Proceedings of the
European Safety and Reliability Conference (ESREL2026)
14 – 19 June 2026, Braga, Portugal

Networked resilience - living with unorganisable uncertainty

Torgeir Kolstø Haavik

Studio Apertura, NTNU Social Research, Norway.

torgeir.haavik@samforsk.no

Ivonne Herrera

Studio Apertura, NTNU Social Research, Norway.
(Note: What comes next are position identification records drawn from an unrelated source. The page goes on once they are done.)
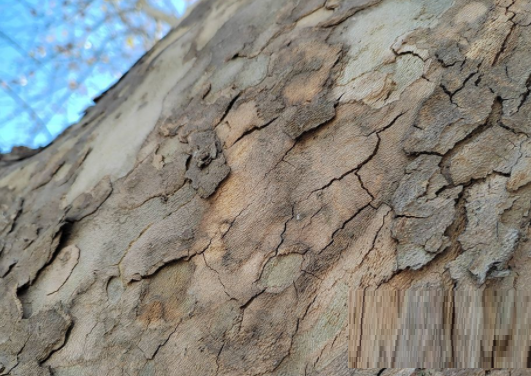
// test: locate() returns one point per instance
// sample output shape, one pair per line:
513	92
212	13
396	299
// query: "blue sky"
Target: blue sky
56	55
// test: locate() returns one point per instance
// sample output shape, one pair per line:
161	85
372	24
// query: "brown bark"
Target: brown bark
209	215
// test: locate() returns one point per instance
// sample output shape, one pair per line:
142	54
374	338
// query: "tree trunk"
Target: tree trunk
210	214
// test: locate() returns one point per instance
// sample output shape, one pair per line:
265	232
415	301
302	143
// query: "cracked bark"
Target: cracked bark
211	212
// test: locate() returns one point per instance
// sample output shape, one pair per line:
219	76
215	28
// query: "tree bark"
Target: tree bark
210	214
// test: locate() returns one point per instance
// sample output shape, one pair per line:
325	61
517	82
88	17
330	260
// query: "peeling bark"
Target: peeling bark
210	214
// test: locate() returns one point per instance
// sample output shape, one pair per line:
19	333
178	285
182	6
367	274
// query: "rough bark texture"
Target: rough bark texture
209	215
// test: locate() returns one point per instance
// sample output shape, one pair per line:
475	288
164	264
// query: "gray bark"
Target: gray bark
210	214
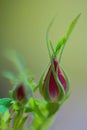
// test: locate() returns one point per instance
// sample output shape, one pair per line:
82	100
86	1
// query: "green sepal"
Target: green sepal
46	93
67	93
3	109
11	76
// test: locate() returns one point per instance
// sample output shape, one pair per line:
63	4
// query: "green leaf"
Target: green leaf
65	38
28	109
13	77
16	59
3	109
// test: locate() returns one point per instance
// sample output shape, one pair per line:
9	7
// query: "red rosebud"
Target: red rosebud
20	92
51	84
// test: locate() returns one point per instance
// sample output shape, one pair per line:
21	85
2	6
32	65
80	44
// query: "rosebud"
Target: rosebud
20	93
51	87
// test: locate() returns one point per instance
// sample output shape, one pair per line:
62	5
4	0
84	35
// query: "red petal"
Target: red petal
20	92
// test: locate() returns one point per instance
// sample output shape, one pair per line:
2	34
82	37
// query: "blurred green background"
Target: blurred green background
23	25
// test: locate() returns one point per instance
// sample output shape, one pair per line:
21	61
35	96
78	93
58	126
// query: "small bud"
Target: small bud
20	93
50	89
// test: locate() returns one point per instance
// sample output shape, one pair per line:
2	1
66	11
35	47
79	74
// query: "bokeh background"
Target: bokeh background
23	25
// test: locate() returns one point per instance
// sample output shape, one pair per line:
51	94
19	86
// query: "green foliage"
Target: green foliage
14	112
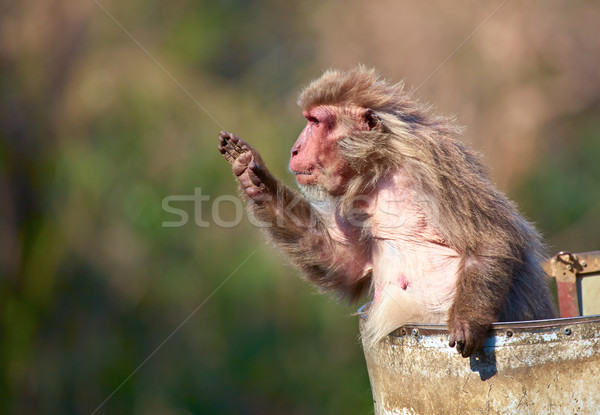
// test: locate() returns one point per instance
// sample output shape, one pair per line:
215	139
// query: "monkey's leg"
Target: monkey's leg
481	292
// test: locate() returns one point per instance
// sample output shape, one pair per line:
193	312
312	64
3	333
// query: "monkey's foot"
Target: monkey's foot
467	336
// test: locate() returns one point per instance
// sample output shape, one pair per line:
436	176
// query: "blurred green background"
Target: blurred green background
103	117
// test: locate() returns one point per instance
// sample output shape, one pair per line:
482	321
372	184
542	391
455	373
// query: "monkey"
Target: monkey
393	204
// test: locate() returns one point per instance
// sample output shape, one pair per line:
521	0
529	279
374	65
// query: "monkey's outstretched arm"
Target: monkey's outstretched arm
294	225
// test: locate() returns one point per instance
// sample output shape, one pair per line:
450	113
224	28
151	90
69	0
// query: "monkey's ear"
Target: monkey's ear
372	121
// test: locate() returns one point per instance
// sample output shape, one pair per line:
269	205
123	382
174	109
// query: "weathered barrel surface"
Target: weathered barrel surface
536	367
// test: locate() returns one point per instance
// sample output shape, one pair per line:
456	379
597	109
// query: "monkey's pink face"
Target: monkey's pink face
315	158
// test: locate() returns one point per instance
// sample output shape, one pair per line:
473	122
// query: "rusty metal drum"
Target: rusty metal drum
537	367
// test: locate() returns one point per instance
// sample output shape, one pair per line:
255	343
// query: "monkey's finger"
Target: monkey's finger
237	143
228	156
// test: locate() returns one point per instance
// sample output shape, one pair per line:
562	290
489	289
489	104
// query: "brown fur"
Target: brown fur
499	276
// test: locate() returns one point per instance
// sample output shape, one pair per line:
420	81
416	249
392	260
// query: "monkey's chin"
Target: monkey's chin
314	192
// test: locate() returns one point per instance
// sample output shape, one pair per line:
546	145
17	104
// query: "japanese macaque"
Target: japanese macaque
393	204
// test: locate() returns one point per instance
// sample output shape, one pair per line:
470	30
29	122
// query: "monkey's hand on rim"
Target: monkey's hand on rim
467	336
248	167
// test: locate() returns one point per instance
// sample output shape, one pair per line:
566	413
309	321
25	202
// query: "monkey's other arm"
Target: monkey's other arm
294	225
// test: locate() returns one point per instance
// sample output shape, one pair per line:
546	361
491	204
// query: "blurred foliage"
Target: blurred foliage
100	123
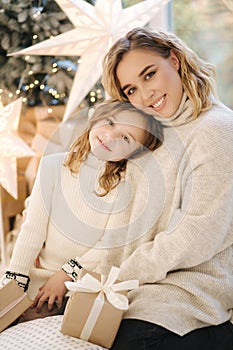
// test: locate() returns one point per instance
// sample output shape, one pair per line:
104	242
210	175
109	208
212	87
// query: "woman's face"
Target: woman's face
117	137
151	81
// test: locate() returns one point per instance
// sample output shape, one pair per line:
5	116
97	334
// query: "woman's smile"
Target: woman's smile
152	81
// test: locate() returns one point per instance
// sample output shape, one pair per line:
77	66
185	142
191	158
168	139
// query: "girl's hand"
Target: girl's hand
52	291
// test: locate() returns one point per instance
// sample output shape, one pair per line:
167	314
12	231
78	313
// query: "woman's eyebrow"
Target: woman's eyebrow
139	75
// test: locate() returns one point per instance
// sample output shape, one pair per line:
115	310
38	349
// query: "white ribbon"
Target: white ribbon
10	306
104	288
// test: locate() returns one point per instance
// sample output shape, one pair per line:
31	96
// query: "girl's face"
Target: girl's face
117	137
151	81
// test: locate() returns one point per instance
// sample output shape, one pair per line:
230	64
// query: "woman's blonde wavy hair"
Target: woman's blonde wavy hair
113	171
198	76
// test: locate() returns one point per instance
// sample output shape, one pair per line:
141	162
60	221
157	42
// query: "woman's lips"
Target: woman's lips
103	144
159	103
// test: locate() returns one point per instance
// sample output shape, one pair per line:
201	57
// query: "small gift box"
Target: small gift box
13	302
95	309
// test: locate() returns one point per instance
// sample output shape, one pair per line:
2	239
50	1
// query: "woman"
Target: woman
185	269
76	201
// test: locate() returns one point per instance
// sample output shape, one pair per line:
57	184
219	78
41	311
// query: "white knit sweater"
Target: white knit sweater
179	240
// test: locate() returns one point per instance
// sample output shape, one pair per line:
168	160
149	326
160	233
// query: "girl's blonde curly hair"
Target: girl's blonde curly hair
198	76
113	171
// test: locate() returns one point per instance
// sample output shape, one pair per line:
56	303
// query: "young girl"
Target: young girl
79	199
ivonne.herrera@samforsk.no

Trond Kongsvik

Dept of Ind. Economics and Techn Management, NTNU, Norway.

trond.kongsvik@ntnu.no

Per Morten Schiefloe

Studio Apertura, NTNU Social Research, Norway.

per.schiefloe@samforsk.no

Michael F. Rayo

The Ohio State University, Columbus, OH, United States.

rayo.3@osu.edu

David D. Woods

The Ohio State University, Columbus, OH, United States.

woods.2@osu.edu

ABSTRACT

In this paper, we explore how unforeseen crises in local communities can be conceptualised as events with substantial uncertainty with respect to the tasks, solutions and volumes for a local community, and how largely nonformalised qualities represent a significant potential for networked resilience. These dimensions are closely linked to the social fabric of local communities, and to the ability to couple formal crisis management resources with these intangible attributes of with civil societies. Networked resilience is exemplified and discussed in light of crises and events that have challenged societal safety. While structured and organised dimensions of community resilience draw on many of the principles of professionalised bureaucracy, these dimensions fall short when challenges are not characterised by the preconditions for well-functioning bureaucracies; known tasks, known solutions, known volumes. Schiefloe's Pentagon model for analysing formal and informal dimensions of organisations highlights both structural and material factors on the formal side, and cultural, interactional and relational factors on the informal side. In the paper, we discuss a theoretical and practical perspective on networked community resilience and show how it can be used to analyse the interplay between actors in the face of different types of crises. The paper's perspective on networked resilience implies a dynamic capability base, where informal social structures and corresponding social capital constitute the kind of dynamic, shared and negotiated capacities for dealing with the unforeseen and uncertainties that buffers like planned, physical resources and fixed organisational structures alone can not afford.

Keywords: Networked resilience, Complex adaptive systems, Uncertainty, Crisis management, Informal resources.